« À vrai dire, ce qui m’intéresse le plus jusqu’à présent est le tir à l’arc. Ça peut m’être utile, aussi bien au quotidien que professionnellement. »
Preuve en était leur mésaventure : avec un arc maîtrisé supplémentaire, les choses ne se seraient probablement pas déroulées comme cela. Et puis, sans vouloir abuser de l’expression, c’était une nouvelle corde à son arc professionnel. Dans le milieu du spectacle, c’était un atout non-négligeable que de savoir viser des cibles en mouvement, en étant soi-même en mouvement. Santua imaginait déjà les spectacles que sa troupe pourrait mettre sur pied avec une telle maîtrise… Mais ça n’était pas pour tout de suite, pour sûr !
Contrairement à ce que la jouteuse craignait, les propriétaires ne les blâmèrent pas. Les termes utilisés par Evelyn avaient peut-être adouci le récit, déformant – ou en tout cas taisant certaines parties – ce qu’il était réellement, mais qu’importait : ils accueillirent de bonne grâce les restes du chouettours. Qu’ils vendissent les morceaux ou les consommassent, c’était un apport majeur à leur confort de vie et ils ne crachaient pas dessus, quand bien même il fallût dépenser un peu d’argent pour soigner les blessures d’Athesis. En voyant l’état dans lequel se trouvaient les jeunes femmes, ils eurent même la gentillesse de leur proposer le gîte et le couvert. Evelyn allait-elle accepter ou avait-elle à faire ? La réponse de Santua dépendait de la sienne.

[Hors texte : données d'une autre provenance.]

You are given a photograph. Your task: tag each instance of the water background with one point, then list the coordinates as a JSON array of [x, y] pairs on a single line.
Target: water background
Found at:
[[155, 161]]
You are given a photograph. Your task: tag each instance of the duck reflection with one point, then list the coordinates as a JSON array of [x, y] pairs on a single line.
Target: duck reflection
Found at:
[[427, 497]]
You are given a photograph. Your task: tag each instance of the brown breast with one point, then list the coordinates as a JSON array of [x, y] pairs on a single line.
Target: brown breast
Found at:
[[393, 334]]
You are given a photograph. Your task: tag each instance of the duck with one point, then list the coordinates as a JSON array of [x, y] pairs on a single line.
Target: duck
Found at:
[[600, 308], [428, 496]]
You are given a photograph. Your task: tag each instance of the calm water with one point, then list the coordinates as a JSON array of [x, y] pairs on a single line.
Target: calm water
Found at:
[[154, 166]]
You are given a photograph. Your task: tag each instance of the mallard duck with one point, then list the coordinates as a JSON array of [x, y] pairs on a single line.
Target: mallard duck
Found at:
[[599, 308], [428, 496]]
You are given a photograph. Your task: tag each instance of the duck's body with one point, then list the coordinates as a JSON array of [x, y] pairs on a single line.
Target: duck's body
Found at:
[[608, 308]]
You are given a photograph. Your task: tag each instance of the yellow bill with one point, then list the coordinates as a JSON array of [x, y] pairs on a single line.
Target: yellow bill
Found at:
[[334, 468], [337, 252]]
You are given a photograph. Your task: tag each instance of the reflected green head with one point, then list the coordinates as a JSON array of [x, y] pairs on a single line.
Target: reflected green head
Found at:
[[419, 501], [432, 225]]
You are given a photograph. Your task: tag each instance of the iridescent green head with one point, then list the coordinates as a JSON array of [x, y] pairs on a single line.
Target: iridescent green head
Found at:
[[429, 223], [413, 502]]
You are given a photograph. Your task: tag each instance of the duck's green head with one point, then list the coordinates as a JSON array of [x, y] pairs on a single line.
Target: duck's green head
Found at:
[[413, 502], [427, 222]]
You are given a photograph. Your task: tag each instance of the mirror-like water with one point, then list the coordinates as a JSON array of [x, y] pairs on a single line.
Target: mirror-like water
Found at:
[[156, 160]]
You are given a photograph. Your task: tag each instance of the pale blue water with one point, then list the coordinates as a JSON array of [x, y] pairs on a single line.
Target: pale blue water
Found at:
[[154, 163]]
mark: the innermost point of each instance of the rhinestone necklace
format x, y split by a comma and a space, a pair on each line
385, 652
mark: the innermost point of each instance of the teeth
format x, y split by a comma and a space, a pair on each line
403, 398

2e lune de la saison douce de l'an 1001
Le lendemain, après avoir remercié les propriétaires de leur accueil, elle se tourna vers Santua et lui proposa de passer la voir, si d’avenir elle se rendait au Village Perché; ce qui permettrait à Evelyn de s’excuser d’une façon ou d’une autre - lui apprendre à tirer à l’arc, peut-être - pour les inconvénients de la journée. Inconvénients qui feraient peut-être une bonne histoire à raconter pour la jouteuse. Pour Evelyn, c’était une leçon supplémentaire; à chaque jour son apprentissage. Chasser à dos de cheval apportait son lot de difficultés; Evelyn était beaucoup plus mobile à pieds; dans les plaines certainement un cheval pouvait s’avérer plus utile que dans une forêt. Et c’est donc ainsi que se quittèrent les deux femmes, après une poignée de mains, et qu’Evelyn reprit seule la route.
La nuit était déjà bien avancée lorsque les deux jeunes femmes, à qui l’on avait préparé une chambre, s’y rendirent pour y prendre un repos bien mérité. Elles échangèrent quelques mots – une façon de faire le point, ou peut-être de clôturer cette soirée inattendue – et s’endormirent. Elles en avaient manifestement grand besoin.
Santua était déjà levée lorsque les premiers rayons du soleil filtrèrent à travers les carreaux de la chambre. Elle rassemblait ses maigres affaires – elle tâchait toujours de voyager léger – lorsqu’Evelyn se manifesta. Il était temps pour chacune d’elles de débarrasser le plancher et de retourner à leurs occupations.
À l’instar de sa camarade chasseuse, la jeune femme remercia leurs hôtes pour leur hospitalité. Elle s’excusa une fois de plus pour les blessures d’Athesis, ce à quoi on lui répondit qu’elles seraient vite résorbées. À son grand étonnement, les propriétaires lui proposèrent même de les solliciter de nouveau si sa troupe et elle avaient encore besoin d’un cheval.
Un peu plus loin, Santua prit le temps de remercier Evelyn et de lui souhaiter une bonne continuation. Elle n’hésiterait pas à passer la voir à l’occasion mais pour l’heure, elle avait une chose à faire : se procurer une arme… S’il y avait une chose qu’elle avait retenu de son voyage, c’était bien celle-ci : mieux valait toujours avoir sur soi de quoi défendre sa peau.